As Instituições Federais de Ensino Superior (IFES), signatárias desse documento, foram surpreendidas, na segunda feira 29/11, por um bloqueio dos limites de empenho das universidades e institutos federais, sem prévia comunicação do Ministério da Economia. No dia 01/12, após intensa mobilização da sociedade, o MEC anunciou a devolução dos limites de empenho. No entanto, algumas horas depois, ocorreu novo bloqueio, conforme Decreto nº 11.269 de 30/11/2022.

Os prejuízos, de mais de R$ 45 milhões em repasse não realizados, são gravíssimos e afetam diretamente a autonomia das instituições, representando prejuízo do direito à educação dos estudantes de todas as instituições, além de risco judicial para as instituições. As IFES estão, no momento, sem recursos financeiros para honrar pagamentos já previstos no orçamento, como a assistência estudantil, bolsas e contas básicas para o funcionamento das universidades, como água, luz, trabalhadores terceirizados e outras obrigações imediatas. Caso a situação persista, poderá afetar também a despesa obrigatória da folha de pagamento.

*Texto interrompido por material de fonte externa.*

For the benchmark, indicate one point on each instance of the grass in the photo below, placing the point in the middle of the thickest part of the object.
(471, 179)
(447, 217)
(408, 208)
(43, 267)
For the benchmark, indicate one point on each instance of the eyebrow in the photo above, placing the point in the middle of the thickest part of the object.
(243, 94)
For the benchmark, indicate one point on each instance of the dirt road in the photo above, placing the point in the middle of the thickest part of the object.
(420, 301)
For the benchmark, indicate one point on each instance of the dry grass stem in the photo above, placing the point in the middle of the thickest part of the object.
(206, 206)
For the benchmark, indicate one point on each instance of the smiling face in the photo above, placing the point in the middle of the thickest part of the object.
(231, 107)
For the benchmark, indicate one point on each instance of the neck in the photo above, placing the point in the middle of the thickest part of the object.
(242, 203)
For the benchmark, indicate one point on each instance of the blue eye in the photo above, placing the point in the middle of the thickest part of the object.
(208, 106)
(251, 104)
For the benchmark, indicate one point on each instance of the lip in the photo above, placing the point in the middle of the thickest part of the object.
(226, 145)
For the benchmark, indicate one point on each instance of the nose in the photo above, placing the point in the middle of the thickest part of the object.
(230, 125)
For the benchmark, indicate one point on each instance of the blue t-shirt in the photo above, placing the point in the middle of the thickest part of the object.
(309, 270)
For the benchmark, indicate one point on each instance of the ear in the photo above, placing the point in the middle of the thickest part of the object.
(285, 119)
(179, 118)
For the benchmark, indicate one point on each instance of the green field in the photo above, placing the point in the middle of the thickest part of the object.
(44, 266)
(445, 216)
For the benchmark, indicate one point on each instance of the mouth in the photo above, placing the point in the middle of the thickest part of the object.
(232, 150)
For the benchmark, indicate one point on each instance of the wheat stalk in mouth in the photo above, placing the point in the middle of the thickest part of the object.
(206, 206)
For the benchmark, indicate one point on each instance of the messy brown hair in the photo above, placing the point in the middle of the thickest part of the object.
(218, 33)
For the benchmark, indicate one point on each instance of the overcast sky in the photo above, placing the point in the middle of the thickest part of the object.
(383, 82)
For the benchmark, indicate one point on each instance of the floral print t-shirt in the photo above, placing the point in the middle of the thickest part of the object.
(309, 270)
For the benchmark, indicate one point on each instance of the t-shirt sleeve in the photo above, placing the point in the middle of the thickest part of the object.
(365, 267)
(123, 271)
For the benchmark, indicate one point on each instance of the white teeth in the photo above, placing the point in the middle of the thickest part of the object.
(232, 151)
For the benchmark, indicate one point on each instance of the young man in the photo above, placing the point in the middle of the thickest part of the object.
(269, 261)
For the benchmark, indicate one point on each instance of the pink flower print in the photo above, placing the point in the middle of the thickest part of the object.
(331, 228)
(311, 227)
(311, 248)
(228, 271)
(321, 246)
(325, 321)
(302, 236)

Considerando que a Educação é o futuro da nação, a sociedade tem o direito de contar com instituições federais de ensino fortes, que formem cidadãos, produzam pesquisa, extensão, cultura e dialoguem com as comunidades. Todo o planejamento orçamentário do ano é realizado no ano anterior e aprovado pelo Congresso Nacional.

As instituições federais de ensino superior já vêm sofrendo com progressivas reduções do orçamento discricionário. No entanto, este derradeiro bloqueio, com seu caráter inesperado e extremamente prejudicial, nos coloca em uma posição crítica perante os compromissos assumidos e afeta diretamente o cumprimento de nossa missão institucional.

Reitor Roberlaine Ribeiro Jorge – Unipampa;

Reitora Lúcia Campos Pellanda – UFCSPA;

Reitora Isabela Fernandes Andrade – UFPel;

Reitor Danilo Giroldo – FURG;

Reitor Júlio Xandro Heck – IFRS;

Reitor Flávio Luis B. Nunes – IFSul;

Reitora Nídia Heringer – IF Farroupilha;

Reitor Luciano Schuch – UFSM;

Reitor Carlos André Bulhões – UFRGS.